One of the most influential federal health journals in the United States has published unsupported claims about the benefits of masks in preventing transmission of COVID-19, according to authors of a manuscript recently accepted for publication in The American Journal of Medicine.

The claims come from the U.S. Centers for Disease Control and Prevention’s (CDC) Morbidity and Mortality Weekly Report (MMWR), which has a powerfully persuasive effect on public health decision-making. How the studies published in the MMWR advance scientific understanding “remain largely opaque to the general public,” the authors wrote in the pre-proofed paper. For this reason, the authors expressed, it is essential to dig into how agency conclusions—and subsequent recommendations that affect citizens across the globe—are made.

Researchers at the University of California–San Francisco and the University of Southern Denmark analyzed 77 studies published after 2019. Conclusions favoring masks were seen in over 75 percent of the studies.

However, after further scrutiny, researchers discovered questionable qualities in most of the studies—qualities that could easily misrepresent results and confuse readers such as health care professionals, researchers, and the public. These qualities included poor study design, scarcity of statistical significance, dubious methods for assessing mask effectiveness, failure to cite conflicting data, and lack of randomization.

Moreover, over 50 percent of the studies failed to use appropriate language when synthesizing findings, labeling results as causal instead of correlative or associative. Scientific principles dictate that causation cannot be inferred based on retrospective, cross-sectional, or observational designs—the only three designs used across all 77 studies.

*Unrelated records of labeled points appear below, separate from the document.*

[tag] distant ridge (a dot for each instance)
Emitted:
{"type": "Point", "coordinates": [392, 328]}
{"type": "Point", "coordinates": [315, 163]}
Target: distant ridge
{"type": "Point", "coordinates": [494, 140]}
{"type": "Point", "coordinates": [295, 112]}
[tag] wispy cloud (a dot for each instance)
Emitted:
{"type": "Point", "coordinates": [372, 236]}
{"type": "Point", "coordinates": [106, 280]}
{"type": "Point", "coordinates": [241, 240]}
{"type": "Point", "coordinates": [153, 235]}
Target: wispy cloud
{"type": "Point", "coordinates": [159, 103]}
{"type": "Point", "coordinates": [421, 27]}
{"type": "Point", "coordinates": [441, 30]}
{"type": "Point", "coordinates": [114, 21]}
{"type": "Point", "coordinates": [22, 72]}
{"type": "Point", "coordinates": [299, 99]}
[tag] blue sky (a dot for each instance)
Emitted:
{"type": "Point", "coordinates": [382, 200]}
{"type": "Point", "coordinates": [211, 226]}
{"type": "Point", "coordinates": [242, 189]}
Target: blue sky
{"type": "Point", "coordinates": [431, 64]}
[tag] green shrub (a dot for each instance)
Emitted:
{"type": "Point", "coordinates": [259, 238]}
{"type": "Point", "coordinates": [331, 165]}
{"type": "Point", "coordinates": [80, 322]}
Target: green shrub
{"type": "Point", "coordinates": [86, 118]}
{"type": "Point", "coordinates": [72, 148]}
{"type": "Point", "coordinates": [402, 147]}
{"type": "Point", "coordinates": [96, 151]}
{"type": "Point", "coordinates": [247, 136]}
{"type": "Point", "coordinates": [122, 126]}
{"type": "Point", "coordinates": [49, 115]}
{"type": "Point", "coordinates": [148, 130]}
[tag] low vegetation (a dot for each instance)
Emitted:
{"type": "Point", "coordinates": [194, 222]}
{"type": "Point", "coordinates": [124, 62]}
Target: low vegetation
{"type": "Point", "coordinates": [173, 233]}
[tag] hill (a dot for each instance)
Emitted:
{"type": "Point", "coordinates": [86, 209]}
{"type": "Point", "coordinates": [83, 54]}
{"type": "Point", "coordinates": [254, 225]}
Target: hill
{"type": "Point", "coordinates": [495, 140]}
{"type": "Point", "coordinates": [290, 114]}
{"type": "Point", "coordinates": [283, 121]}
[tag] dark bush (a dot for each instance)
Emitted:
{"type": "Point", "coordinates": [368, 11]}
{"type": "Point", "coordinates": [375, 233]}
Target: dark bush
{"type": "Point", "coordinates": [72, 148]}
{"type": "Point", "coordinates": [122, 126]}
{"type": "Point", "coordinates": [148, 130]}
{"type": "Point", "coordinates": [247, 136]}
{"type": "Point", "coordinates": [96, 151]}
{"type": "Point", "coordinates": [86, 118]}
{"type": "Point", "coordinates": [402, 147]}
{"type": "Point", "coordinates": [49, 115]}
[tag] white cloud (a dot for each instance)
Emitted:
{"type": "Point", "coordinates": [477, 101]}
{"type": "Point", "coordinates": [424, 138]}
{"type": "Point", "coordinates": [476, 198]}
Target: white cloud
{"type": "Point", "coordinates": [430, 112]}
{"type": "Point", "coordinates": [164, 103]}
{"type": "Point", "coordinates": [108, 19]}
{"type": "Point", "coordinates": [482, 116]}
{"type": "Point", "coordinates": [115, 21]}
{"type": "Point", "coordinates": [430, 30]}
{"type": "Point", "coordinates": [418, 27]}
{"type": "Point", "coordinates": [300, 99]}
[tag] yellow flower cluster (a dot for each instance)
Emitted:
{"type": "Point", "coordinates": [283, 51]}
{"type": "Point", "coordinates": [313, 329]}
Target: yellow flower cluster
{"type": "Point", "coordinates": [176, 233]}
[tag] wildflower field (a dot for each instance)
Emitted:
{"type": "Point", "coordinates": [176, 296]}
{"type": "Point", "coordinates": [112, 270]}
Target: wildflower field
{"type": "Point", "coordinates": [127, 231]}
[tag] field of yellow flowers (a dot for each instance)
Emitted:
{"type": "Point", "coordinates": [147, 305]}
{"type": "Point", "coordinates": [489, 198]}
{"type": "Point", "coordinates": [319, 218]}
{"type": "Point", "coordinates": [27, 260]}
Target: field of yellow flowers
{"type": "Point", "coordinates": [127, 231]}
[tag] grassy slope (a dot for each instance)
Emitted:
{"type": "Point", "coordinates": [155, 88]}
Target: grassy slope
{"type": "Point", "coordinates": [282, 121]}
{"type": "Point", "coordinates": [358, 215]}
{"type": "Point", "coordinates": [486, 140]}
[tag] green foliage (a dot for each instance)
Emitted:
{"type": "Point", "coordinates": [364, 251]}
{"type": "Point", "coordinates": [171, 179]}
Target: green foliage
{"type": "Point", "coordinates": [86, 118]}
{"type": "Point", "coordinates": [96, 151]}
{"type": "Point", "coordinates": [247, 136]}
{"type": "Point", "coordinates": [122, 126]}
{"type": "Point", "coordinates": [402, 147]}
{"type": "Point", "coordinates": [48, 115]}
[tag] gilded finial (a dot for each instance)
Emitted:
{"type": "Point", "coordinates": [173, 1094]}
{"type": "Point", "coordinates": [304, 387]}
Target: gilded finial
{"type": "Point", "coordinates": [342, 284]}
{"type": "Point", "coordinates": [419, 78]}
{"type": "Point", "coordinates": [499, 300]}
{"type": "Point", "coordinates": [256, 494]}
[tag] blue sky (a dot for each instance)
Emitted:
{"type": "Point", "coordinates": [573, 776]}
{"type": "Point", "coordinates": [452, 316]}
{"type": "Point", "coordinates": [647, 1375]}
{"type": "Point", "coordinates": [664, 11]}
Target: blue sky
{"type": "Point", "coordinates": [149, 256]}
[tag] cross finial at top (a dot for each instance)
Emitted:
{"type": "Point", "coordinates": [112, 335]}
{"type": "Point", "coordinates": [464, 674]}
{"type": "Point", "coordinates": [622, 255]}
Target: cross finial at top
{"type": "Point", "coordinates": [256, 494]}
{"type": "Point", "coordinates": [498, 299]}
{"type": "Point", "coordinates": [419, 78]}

The findings raise concern about the scientific journal’s reliability for informing health policy—a journal that does not require external peer review before publication, according to the authors.

“Over 60% of the included studies concluded masks were effective without statistically significant evidence to support this,” the authors wrote, noting that less than 15 percent of the 77 studies did provide such evidence. “For clinicians, simply reading the report conclusions pertaining to masks in MMWR may be misleading for advising patients and making health policy recommendations.”